Perdonadme, respetables señores, estas fugas sentimentales y pintorescas.
Al contaros estas minucias, yo gozo reviviendo el encanto de los viejos días, y me parece, además, que ningún hombre serio dejará de reconocer el trascendentalismo de estas cuestiones de culinaria. Yo creo que si Luis XVI hubiera convidado a comer a Marat, tal vez hubiera evitado la Revolución francesa; las lentejas y el cocido cotidiano han hecho más revolucionarios que todos los libros de Kropotkine.
Así, pues, reconozco que Barriobero tiene talento, que tiene bellos chalecos de terciopelo y una gran colección de pipas; confieso que es un gran orador, un novelista sagaz y un famoso abogado. Pero yo, francamente, le prefiero y le admiro mucho más como confeccionador de paellas a la valenciana.
¡Qué queréis! Soy un Aquiles vulnerable por el estómago.
La noche
LA noche es la suprema aristocracia. La noche es una dama misteriosa, como Ligeia, como Eleonora, las mujeres litúrgicas, transparentes y ultraterrenales de Edgardo Poe. El día es un poco plebeyo con tanto escándalo de sol, con tanta greguería ramplona.
¡Noche! Viciosa querida bohemia, como una alta dama que va a la busca de emociones raras entre los hampones y las busconas. Todos tenemos una querida ideal, cuya mascarilla en vano buscamos entre las mujeres de la tierra. ¡Un alma de mujer, como un cáliz de oro, donde verter el licor musical de nuestro corazón en esas horas tristes en que la emoción se desborda!
La Musa de la Noche tiene para mí todos los magos prestigios de esa amante suprema.

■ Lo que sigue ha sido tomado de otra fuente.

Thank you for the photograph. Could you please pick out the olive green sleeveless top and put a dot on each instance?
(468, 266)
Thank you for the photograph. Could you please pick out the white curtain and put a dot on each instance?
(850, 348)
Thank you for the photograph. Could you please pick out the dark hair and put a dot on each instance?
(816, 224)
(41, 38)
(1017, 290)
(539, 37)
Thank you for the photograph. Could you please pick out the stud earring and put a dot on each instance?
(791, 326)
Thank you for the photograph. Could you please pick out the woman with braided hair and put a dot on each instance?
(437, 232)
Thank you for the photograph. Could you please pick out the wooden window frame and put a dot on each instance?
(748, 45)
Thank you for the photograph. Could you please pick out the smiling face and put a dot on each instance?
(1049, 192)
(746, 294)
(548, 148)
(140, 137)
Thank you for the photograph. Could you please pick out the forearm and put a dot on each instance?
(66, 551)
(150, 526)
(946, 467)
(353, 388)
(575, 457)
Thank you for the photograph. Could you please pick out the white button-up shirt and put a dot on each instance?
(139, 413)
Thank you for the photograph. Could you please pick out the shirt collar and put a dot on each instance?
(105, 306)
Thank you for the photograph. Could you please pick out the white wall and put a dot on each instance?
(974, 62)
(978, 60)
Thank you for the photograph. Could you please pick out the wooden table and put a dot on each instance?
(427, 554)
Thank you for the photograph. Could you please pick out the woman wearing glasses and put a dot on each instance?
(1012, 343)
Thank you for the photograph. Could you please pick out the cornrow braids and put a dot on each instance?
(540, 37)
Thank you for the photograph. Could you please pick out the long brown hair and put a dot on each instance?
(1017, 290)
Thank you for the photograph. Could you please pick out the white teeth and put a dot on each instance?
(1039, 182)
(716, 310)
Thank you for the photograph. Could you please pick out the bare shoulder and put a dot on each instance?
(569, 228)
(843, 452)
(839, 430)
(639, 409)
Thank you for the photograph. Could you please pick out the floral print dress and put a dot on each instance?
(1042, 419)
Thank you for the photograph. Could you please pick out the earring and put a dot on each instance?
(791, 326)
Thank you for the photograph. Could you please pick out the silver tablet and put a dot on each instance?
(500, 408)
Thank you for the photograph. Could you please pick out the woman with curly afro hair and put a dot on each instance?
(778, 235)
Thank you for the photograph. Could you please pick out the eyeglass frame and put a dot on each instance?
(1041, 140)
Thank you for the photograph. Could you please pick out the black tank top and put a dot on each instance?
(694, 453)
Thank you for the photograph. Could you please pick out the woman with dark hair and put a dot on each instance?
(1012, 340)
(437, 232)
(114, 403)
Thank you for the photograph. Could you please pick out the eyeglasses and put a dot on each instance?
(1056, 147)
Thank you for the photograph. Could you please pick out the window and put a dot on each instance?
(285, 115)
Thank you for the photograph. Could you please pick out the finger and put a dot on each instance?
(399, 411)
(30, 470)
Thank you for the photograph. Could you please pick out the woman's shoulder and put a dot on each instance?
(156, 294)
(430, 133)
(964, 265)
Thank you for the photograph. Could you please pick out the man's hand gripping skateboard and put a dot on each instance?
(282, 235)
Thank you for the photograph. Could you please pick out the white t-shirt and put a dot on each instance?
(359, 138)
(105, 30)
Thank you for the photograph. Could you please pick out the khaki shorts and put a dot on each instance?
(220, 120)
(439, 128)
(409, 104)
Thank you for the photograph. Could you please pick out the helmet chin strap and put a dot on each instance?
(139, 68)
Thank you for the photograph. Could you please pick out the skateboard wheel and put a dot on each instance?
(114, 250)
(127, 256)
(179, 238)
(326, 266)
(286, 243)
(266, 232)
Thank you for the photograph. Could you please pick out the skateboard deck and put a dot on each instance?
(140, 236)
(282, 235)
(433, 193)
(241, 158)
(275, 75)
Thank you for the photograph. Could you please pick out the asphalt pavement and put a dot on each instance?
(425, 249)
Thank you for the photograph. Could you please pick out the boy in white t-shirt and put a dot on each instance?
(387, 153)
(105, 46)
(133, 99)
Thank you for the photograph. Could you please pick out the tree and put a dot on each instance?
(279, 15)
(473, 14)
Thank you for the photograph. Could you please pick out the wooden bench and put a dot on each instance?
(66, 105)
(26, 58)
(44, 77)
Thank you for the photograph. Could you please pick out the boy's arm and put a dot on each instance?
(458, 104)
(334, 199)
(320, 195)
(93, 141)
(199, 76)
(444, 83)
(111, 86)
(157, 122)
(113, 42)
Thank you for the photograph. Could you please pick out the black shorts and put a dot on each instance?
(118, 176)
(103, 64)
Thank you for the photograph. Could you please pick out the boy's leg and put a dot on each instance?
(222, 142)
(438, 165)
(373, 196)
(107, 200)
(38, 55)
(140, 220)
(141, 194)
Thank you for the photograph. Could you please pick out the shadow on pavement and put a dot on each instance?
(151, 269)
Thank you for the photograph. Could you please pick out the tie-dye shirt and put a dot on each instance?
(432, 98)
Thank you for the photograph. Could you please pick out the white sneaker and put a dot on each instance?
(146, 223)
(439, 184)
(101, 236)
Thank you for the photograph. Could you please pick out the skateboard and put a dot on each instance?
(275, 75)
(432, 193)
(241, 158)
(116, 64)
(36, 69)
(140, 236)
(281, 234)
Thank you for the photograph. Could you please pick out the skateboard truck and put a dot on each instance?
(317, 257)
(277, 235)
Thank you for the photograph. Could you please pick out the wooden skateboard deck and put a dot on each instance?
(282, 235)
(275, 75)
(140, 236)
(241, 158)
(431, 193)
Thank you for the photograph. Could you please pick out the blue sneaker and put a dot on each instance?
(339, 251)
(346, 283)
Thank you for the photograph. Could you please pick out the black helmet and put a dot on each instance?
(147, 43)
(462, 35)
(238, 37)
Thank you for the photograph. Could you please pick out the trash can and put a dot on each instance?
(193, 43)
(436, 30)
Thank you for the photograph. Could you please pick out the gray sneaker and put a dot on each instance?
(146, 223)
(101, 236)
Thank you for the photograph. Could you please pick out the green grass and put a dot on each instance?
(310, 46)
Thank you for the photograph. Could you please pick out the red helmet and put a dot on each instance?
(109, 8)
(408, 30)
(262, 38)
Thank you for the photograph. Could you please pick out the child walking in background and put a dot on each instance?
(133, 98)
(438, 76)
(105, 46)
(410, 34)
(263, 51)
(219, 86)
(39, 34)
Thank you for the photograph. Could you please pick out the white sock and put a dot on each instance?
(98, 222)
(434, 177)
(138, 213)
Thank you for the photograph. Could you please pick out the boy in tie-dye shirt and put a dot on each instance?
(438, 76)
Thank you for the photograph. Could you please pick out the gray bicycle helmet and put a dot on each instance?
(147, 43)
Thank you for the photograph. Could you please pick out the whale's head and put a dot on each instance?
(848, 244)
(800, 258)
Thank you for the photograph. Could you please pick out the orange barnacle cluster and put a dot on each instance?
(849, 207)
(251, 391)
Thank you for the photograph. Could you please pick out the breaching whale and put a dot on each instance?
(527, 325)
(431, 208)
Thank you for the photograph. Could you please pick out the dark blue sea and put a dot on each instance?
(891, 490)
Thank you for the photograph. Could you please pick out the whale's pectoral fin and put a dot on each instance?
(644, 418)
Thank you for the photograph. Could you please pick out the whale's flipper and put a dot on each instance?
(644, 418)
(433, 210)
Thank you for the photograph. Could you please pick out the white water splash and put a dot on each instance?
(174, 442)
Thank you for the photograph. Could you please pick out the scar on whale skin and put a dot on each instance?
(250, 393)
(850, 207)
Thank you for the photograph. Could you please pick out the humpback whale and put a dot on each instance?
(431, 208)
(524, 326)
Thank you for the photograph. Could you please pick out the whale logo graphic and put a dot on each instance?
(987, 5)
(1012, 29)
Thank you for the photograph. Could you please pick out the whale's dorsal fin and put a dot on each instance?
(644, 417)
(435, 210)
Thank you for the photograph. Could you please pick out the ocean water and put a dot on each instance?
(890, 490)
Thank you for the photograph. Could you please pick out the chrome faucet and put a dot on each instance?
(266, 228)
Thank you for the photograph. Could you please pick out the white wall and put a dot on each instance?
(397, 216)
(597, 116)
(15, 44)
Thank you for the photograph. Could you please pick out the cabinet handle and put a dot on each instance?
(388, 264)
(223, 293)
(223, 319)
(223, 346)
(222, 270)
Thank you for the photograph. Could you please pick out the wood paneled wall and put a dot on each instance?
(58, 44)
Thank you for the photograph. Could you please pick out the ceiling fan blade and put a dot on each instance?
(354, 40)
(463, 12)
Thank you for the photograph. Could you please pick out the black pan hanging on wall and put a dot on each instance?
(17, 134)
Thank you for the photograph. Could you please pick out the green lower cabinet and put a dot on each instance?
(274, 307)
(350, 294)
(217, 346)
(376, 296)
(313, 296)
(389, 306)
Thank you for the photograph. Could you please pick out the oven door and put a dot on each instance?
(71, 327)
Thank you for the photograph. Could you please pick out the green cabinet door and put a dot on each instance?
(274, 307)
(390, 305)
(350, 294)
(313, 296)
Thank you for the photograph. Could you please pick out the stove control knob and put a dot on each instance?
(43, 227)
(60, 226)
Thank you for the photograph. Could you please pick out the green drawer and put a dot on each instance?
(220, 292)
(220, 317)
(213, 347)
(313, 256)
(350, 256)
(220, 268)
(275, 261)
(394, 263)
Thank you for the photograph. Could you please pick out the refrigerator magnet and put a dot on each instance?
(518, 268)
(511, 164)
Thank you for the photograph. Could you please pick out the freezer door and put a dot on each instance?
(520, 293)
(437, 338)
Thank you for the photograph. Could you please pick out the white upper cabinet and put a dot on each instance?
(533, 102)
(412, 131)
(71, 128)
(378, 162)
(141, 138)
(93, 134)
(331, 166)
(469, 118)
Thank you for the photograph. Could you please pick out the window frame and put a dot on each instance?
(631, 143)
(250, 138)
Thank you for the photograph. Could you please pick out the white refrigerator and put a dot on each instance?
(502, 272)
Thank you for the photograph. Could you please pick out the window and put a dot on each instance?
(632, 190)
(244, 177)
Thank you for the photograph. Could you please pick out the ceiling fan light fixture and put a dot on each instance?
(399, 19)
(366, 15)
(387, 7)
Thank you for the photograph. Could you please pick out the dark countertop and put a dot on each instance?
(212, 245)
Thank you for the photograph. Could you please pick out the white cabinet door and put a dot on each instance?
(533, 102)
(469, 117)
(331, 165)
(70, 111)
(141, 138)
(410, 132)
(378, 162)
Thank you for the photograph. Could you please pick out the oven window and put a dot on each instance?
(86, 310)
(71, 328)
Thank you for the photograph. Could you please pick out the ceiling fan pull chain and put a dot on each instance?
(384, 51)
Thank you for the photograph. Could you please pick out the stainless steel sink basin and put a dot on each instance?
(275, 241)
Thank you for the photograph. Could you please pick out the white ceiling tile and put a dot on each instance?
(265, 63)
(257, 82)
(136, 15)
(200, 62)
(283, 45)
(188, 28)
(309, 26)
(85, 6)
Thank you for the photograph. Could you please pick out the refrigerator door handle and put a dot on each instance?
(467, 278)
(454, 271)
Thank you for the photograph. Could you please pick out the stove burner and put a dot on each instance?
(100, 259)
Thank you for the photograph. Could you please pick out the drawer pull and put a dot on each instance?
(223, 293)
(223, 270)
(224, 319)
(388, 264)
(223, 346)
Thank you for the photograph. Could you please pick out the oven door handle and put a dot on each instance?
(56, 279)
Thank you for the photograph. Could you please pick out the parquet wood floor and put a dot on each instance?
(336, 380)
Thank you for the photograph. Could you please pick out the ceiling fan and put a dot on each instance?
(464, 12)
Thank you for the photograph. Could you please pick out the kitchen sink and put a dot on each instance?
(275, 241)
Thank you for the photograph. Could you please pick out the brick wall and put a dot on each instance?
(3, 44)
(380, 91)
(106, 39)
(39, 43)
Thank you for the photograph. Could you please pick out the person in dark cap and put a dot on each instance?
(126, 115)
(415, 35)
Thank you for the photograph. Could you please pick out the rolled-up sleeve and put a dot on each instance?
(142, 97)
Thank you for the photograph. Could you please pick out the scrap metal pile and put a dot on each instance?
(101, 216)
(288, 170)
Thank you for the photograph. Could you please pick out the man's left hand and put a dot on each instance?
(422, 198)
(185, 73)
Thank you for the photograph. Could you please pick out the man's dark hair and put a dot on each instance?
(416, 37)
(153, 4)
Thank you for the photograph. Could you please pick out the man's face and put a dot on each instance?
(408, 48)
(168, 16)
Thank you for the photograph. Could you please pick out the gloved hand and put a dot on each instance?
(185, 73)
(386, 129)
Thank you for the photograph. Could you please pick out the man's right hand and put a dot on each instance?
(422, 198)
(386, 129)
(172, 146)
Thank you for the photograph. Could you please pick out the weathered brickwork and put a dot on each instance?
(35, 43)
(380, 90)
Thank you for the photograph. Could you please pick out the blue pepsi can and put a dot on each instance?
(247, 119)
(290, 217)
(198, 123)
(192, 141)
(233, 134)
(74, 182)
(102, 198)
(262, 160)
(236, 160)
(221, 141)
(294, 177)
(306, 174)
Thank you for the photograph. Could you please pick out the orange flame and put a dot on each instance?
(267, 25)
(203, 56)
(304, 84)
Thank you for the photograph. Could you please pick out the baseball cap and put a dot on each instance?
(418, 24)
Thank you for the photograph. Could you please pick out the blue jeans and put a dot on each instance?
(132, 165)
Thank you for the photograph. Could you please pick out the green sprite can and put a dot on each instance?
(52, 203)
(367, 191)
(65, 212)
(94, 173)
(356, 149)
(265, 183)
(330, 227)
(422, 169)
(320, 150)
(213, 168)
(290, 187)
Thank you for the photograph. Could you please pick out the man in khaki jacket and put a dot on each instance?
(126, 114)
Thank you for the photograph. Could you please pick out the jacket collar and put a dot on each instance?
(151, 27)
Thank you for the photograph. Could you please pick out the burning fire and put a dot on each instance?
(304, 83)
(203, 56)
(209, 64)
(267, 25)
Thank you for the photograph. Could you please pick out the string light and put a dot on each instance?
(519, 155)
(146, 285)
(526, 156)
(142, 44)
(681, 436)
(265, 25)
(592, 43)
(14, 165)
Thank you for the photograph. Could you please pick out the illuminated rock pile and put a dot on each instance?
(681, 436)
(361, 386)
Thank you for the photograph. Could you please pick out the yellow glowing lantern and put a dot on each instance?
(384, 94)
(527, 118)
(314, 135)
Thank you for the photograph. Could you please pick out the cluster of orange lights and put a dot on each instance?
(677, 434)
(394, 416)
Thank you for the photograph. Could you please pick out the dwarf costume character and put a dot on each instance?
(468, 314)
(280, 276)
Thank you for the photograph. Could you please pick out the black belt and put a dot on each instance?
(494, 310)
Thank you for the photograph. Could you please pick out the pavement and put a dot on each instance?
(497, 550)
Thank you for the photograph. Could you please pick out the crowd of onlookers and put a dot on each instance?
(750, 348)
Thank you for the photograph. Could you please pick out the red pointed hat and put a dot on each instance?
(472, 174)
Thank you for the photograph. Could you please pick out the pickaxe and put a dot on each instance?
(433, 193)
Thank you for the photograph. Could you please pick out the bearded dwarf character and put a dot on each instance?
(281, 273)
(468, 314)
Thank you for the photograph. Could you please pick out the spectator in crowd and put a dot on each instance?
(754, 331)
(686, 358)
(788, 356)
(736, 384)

En las altas horas las sombrastejen torbellinos de alucinación en torno a mis pobres ojos, que se emborrachan de misterio. La Musa de la Noche adquiere corporeidad para mí y se apoya en mi brazo, en mis sonámbulas paseatas por la ciudad desierta, que tiene algo de cementerio, con sus balcones cerrados, como nichos inquietantes.